Alex Salmond missed out on any Scottish Parliament seats with his new outfit Alba, which he now suggests he won’t lead for long.

UKIP had also lost all five of the seats it was defending at the time of writing.

Laurence Fox with Count Binface in London (REUTERS)

9 And it was a good night for incumbents

One thread that unites many of these clashing results is a boost for incumbents - politicians who were already in the job.

And perhaps that’s not too surprising, as Brits looked for a stable “devil you know” in a time of crisis.

It may be true too that the success of the vaccine rollout prompted some to reward sitting politicians, especially the Tories.

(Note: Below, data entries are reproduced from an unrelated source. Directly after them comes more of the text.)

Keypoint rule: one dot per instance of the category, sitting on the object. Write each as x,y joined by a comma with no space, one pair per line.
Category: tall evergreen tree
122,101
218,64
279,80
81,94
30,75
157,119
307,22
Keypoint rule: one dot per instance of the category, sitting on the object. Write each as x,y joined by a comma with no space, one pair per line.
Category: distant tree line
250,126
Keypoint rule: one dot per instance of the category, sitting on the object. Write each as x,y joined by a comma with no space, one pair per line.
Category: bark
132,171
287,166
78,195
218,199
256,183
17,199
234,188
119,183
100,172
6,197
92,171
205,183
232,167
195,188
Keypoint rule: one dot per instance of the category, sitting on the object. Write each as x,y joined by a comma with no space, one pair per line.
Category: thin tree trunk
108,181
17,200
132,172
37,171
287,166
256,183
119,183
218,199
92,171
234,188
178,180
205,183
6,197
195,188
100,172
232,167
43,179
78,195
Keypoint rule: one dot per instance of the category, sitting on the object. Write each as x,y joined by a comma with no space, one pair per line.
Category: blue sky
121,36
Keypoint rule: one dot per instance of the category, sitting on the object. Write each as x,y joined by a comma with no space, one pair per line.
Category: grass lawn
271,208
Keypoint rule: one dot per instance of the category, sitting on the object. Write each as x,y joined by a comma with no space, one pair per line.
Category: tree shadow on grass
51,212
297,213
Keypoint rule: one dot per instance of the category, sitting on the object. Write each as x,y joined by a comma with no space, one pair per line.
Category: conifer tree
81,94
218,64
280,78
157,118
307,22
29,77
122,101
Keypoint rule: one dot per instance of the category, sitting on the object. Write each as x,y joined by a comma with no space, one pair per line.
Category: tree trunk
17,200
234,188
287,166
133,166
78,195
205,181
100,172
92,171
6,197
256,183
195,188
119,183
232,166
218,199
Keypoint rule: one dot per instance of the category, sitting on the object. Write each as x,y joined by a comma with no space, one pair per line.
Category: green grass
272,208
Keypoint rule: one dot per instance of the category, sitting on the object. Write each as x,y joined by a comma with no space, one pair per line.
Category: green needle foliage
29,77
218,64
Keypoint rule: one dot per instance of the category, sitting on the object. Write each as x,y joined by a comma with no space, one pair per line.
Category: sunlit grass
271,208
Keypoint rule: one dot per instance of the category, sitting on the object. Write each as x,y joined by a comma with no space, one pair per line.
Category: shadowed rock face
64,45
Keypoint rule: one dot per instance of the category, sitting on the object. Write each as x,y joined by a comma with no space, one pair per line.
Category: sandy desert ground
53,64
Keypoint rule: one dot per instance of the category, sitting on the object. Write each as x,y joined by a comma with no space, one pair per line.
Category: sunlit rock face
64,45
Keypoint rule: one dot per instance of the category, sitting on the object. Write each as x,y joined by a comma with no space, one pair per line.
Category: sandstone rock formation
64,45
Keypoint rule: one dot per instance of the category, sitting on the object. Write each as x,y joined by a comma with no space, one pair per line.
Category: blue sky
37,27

Labour's Mark Drakeford may have reaped the benefits of being already in power (Getty Images)

The ruling parties in all three nations of Great Britain increased their vote shares, including the SNP in Scotland and Labour in Wales.

Welsh First Minister Mark Drakeford, who locked down earlier than England in Autumn, saw his personal seat majority up by 10,000.

And Greater Manchester mayor Andy Burnham - outspoken over Covid - notched another four points onto his vote share too.